The next that was brought forward after Seleucus was the pure and pious Theodoulos; and he was one of the slaves of the governor, and the oldest of them all, and was much respected by them all, both on account of his manners and his years; and although he was the father of three generations, and had served his master with fidelity, still he had no mercy on him when he heard that he had saluted the martyrs in the same way as Seleucus. For after this had been told to his master, he was excited with fury against him much more than against the rest; and gave command that he should be put to death by the same mode of suffering as our Savior, and suffer martyrdom on the cross.

But there was still one wanted after these to complete the number twelve; and so Julian arrived from a journey, and, as if it were on purpose to make up the number of martyrs twelve, the moment he arrived, before he was yet entered into the city, immediately on the way he was told by someone respecting the matter of the confessors, and ran to have a sight of the confessors; and when he beheld the bodies of the saints lying upon the ground, he was filled with joy, and embraced them one after another with heavenly love, and saluted them all with a kiss. And while he was still visiting them, and lamenting that he himself had not suffered martyrdom with them, the officers seized him, and took him before the judge; and that judge commanded what his evil heart conceived, and delivered him also to a slow fire. So this Julian, also, with joy and gladness praised God with a loud voice for having counted him worthy of this; and his soul ascended to his Lord with the company of the confessors. And this man was by family of Cappadocia, and in his soul he was filled with the fear of God, being a quiet and religious man, and diligent in the practice of every virtue. There was also in him a glorious savor of the Holy Spirit; and he was counted worthy to be associated with the company of these who received the consummation of confession together with the blessed Pamphilos.

Four days and nights then were the bodies of the all-holy martyrs of God exposed to be devoured by wild beasts, by the command of the governor Firmillian.

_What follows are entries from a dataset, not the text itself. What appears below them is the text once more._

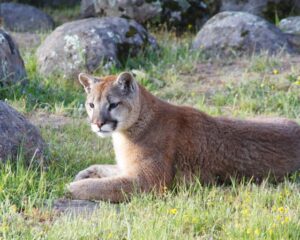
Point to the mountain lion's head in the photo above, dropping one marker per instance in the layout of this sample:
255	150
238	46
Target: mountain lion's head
112	102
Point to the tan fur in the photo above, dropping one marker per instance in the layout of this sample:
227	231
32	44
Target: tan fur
165	140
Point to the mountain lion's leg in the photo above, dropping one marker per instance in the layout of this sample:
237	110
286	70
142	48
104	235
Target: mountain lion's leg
114	189
98	171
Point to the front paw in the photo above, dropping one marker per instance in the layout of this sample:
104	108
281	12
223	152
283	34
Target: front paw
90	172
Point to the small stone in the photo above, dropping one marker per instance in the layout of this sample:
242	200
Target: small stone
238	33
85	45
24	18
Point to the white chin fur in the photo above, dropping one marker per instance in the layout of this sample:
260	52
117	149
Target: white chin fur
108	130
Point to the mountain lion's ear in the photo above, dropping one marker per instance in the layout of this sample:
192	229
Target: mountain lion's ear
87	81
125	81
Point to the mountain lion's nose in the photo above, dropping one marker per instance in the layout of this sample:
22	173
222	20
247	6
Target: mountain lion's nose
98	123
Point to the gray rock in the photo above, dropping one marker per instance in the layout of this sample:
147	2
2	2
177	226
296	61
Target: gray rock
84	45
24	18
48	3
12	68
290	25
264	8
139	10
181	15
26	41
237	33
16	134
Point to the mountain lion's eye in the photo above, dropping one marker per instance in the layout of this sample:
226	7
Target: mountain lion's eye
91	105
113	105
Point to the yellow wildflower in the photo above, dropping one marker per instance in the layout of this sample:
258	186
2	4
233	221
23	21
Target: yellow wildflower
270	231
286	220
281	210
245	212
109	235
13	208
195	220
173	211
297	82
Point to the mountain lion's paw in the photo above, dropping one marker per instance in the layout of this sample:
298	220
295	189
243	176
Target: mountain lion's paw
90	172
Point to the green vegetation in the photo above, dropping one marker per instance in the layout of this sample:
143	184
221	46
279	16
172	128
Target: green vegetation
246	87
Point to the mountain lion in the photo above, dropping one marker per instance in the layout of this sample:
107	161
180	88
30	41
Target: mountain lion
154	141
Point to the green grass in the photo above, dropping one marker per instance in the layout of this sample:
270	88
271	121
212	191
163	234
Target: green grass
236	211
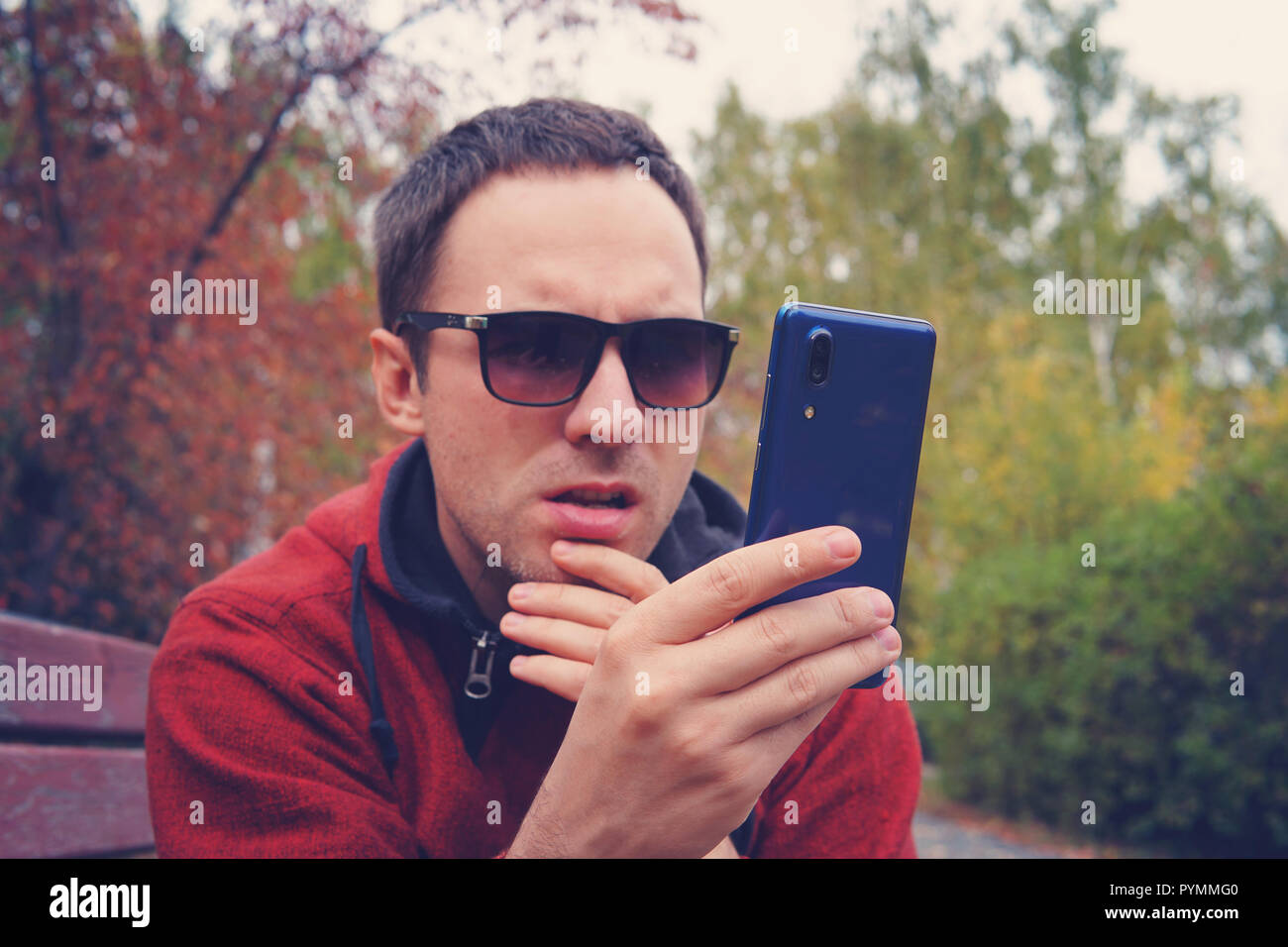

When, therefore, nothing had touched them, not even the wild beasts, they were taken up whole without the permission of the governor, and with due reverence committed to an honorable burial; and were laid in the interior of the churches, and so consigned to a never-to-be-forgotten memorial in the temples of the house of prayer, that they might be honored of their brethren who are with God.

Apolytikion in the Third Tone
Let us praise with hymns the company of twelve martyrs, Pamphilos, Paul, Samuel, Valens and Elijah, Jeremiah, Seleucus, Daniel and Porphyrios, Julian, Isaiah and Theodoulos; for they ever pray to the Master for us all.

Kontakion in the Fourth Tone
Faced with terrible sufferings, fearlessly the Lord's athletes rejoiced; they conversed with one another heedless of the flesh. They have inherited eternal glory, ever praying for us who praise their struggles.